Thanks guysi, for answering my questions. Really appreciate it. 

Damn, it seems like the bard and the psion are THE debuffer classes. ... In fact, a bard/psion would work so very well.

Aaand we see two more "Race/class combos" that don't make sense fluff wise but work: gnome/tiefling psions. But that's my own pet peeve.


----------



## RyvenCedrylle (Jul 7, 2009)

Is there no multiclass feat or am I just missing something?


----------



## Shroomy (Jul 7, 2009)

Rechan said:


> I agree with Cadfan's comment in the other thread about "You attack target, target attacks its ally".
> 
> Namely it's weak because you have a low chance of both hitting. If you have a 60% chance of hitting target, and monster has 60% chance of hitting its ally, this means you have a 36^ chance of succeeding with the effect.
> 
> So, I think I will institute a rule that grants a bonus to the monster's attack equal to the caster's secondary score.




You won't have to.  Most of those powers have built in bonuses to the hit and damage, either via augmentation or by dint of being a daily power.


----------



## Shroomy (Jul 7, 2009)

Nymrohd said:


> We do get psychic chirurgery, microcosm, precognitive step, psychofeedback




Id insinutation also makes a comeback.


----------



## Dragonhelm (Jul 7, 2009)

At the same time, some of the names are familiar from prior editions, such as Id Insinuation.  (EDIT:  Shroomy beat me to it!)

Overall, I like it.  I wish there was more crystal focus, but orbs are the compromise there.  They maintained power points, so I'm happy.  And the augmentable powers are still there, so that pays tributed to augmented powers in 3.5 and power scores in 2e.

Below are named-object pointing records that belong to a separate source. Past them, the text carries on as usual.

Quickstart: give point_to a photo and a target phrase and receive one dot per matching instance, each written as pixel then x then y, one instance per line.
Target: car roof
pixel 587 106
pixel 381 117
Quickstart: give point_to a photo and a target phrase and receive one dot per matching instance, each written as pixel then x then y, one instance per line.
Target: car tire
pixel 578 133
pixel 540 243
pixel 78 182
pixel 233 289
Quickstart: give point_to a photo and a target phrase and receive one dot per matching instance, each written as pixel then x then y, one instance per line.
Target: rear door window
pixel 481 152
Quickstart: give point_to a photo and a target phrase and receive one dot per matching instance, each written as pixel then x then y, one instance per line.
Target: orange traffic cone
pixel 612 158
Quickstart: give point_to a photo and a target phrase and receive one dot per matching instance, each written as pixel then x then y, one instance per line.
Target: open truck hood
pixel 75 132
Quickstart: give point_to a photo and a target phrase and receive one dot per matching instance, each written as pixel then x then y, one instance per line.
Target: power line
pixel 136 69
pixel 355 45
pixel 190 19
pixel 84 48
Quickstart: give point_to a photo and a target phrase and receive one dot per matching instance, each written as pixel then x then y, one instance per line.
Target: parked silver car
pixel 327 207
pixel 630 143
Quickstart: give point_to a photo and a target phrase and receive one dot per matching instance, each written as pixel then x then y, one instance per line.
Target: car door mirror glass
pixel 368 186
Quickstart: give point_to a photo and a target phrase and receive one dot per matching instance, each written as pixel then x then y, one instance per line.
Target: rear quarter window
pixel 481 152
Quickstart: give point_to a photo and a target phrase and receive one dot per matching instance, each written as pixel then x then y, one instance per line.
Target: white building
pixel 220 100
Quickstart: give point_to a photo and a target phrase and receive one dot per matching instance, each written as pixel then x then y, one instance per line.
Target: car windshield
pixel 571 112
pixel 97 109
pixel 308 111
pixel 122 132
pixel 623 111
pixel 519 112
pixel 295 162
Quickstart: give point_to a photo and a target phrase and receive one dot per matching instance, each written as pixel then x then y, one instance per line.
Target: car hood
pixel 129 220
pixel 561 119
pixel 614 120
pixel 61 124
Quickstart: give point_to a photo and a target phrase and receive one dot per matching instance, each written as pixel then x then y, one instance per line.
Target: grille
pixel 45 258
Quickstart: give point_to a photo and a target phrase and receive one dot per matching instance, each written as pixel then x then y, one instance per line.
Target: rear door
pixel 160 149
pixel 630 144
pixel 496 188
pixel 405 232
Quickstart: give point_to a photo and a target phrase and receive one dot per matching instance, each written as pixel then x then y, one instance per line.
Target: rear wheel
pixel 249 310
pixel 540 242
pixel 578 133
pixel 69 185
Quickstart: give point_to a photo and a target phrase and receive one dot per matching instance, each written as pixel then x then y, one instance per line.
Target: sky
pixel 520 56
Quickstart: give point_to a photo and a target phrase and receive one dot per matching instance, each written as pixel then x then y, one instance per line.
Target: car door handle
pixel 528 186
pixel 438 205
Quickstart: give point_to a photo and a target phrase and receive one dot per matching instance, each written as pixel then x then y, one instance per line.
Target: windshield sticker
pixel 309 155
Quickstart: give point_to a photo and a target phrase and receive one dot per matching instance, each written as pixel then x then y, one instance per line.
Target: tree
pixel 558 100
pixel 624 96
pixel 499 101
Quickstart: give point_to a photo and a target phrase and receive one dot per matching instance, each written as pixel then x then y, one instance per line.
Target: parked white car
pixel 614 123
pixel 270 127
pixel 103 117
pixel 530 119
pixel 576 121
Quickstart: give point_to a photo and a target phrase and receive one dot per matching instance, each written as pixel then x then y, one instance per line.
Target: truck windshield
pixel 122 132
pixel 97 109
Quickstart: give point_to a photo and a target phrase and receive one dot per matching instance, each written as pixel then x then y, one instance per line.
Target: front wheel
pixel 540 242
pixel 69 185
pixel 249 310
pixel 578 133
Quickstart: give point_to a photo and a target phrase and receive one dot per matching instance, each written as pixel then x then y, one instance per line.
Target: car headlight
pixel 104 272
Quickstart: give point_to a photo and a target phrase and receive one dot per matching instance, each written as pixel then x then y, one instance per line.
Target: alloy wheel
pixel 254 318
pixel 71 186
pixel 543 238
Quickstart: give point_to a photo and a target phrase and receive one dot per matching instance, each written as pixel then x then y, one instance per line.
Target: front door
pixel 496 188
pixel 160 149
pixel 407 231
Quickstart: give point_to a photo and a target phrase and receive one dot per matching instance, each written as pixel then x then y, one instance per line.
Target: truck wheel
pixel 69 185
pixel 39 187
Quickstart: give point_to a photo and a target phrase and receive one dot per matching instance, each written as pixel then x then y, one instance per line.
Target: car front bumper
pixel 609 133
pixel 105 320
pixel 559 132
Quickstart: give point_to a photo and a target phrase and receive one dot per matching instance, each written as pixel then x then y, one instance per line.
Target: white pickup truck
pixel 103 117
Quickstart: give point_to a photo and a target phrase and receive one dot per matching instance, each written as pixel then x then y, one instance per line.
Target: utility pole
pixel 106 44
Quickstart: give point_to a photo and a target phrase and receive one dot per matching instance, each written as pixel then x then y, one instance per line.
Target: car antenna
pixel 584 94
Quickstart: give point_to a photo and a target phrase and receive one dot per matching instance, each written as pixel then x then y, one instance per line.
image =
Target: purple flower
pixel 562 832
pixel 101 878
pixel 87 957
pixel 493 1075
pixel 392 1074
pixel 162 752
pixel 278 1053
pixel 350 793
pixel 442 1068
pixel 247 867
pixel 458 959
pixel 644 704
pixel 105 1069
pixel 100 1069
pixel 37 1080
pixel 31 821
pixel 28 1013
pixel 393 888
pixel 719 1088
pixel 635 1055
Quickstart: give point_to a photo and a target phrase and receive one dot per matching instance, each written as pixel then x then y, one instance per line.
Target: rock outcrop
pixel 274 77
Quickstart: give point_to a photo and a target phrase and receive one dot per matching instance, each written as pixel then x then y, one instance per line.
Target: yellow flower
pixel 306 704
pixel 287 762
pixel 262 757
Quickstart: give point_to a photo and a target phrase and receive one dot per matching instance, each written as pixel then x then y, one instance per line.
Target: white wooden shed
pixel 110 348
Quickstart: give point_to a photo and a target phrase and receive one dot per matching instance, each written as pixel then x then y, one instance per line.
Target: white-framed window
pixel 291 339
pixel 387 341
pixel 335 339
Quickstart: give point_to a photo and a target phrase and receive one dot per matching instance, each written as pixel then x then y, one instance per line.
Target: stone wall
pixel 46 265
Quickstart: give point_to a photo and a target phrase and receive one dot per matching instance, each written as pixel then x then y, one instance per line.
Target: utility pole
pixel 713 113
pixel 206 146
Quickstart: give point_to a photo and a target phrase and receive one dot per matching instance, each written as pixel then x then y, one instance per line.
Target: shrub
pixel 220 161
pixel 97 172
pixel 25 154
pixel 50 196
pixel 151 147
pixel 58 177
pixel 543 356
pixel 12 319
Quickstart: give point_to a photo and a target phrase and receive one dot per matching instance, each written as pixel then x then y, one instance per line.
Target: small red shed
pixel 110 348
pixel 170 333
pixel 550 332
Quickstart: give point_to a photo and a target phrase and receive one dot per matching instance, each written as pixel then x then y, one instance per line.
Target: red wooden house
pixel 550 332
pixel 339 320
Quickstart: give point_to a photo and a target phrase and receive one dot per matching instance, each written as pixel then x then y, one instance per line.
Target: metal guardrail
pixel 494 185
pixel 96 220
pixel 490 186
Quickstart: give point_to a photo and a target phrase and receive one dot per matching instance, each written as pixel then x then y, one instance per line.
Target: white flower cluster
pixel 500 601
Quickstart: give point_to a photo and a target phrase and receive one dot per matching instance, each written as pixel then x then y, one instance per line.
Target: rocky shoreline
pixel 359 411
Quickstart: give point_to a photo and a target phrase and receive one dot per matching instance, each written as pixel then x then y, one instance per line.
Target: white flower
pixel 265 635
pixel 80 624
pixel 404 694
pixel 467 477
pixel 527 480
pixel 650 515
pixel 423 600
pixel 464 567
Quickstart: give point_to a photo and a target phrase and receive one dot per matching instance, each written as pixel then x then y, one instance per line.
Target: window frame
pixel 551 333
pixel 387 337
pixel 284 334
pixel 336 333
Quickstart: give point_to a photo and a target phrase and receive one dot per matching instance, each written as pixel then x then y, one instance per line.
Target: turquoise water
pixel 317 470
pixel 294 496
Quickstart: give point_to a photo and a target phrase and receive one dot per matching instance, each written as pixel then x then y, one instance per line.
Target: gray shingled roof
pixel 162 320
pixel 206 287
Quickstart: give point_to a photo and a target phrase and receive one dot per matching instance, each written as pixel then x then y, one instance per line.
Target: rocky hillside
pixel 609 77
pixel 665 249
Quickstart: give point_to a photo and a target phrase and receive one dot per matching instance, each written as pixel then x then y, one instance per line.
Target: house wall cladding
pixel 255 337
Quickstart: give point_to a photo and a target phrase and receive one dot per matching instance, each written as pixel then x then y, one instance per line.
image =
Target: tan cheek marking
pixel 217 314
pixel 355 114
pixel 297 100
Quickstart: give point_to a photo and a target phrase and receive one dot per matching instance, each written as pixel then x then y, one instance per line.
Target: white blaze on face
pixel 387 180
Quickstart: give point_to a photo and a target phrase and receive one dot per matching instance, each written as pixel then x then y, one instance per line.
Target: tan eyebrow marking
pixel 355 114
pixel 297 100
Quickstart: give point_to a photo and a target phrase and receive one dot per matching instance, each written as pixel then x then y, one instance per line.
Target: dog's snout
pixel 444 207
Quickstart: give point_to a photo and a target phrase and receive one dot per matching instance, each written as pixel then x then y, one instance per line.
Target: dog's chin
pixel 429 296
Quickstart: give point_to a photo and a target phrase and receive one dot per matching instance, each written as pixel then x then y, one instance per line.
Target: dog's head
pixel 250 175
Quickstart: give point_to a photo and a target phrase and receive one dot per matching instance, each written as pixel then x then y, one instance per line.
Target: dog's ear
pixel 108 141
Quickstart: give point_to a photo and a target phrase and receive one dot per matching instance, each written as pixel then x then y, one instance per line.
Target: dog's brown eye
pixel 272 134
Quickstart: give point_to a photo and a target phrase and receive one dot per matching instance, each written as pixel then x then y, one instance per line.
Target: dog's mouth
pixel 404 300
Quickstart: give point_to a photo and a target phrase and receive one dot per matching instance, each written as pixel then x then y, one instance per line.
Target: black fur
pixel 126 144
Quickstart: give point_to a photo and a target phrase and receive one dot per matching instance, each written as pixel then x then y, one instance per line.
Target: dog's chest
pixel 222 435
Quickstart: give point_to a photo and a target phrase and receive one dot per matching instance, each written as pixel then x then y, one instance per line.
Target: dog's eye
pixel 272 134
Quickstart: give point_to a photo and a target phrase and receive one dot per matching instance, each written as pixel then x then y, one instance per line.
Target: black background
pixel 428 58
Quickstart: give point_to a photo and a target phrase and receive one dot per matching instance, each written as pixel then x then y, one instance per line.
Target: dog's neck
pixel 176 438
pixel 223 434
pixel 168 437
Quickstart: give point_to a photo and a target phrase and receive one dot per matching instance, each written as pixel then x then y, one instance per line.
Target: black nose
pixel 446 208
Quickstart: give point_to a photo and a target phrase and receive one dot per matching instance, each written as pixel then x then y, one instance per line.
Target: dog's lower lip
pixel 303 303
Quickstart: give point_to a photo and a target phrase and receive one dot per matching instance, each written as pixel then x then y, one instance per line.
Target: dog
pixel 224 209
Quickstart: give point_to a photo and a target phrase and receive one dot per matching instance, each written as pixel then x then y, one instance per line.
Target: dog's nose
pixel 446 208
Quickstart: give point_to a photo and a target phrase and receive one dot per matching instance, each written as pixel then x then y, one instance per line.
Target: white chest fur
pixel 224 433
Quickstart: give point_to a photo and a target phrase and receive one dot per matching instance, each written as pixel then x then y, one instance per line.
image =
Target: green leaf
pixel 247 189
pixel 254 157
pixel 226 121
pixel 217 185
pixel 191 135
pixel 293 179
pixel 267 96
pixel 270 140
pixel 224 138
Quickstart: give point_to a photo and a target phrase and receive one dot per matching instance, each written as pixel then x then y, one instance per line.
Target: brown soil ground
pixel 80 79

Seems like a fairly nice compromise between editions.


----------



## Rechan (Jul 7, 2009)

It's the insinuation and feedback that get to me. They're so modern, or rather big mouthfulls. 

Hm, I wonder how the psion multi-class feat will work.

Damnit. I don't just want the PHB3 as badly as I want info ON PHB3!


----------



## Mustrum_Ridcully (Jul 7, 2009)

> I wonder how the psion multi-class feat will work.



Or multiclassing a psionic character. What exactly do you need to do to retrain an encounter power? Just give up the power points? Also sacrifice the At-Will retrain option?


----------



## Twiggly the Gnome (Jul 7, 2009)

Rechan said:


> Aaand we see two more "Race/class combos" that don't make sense fluff wise but work: gnome/tiefling psions. But that's my own pet peeve.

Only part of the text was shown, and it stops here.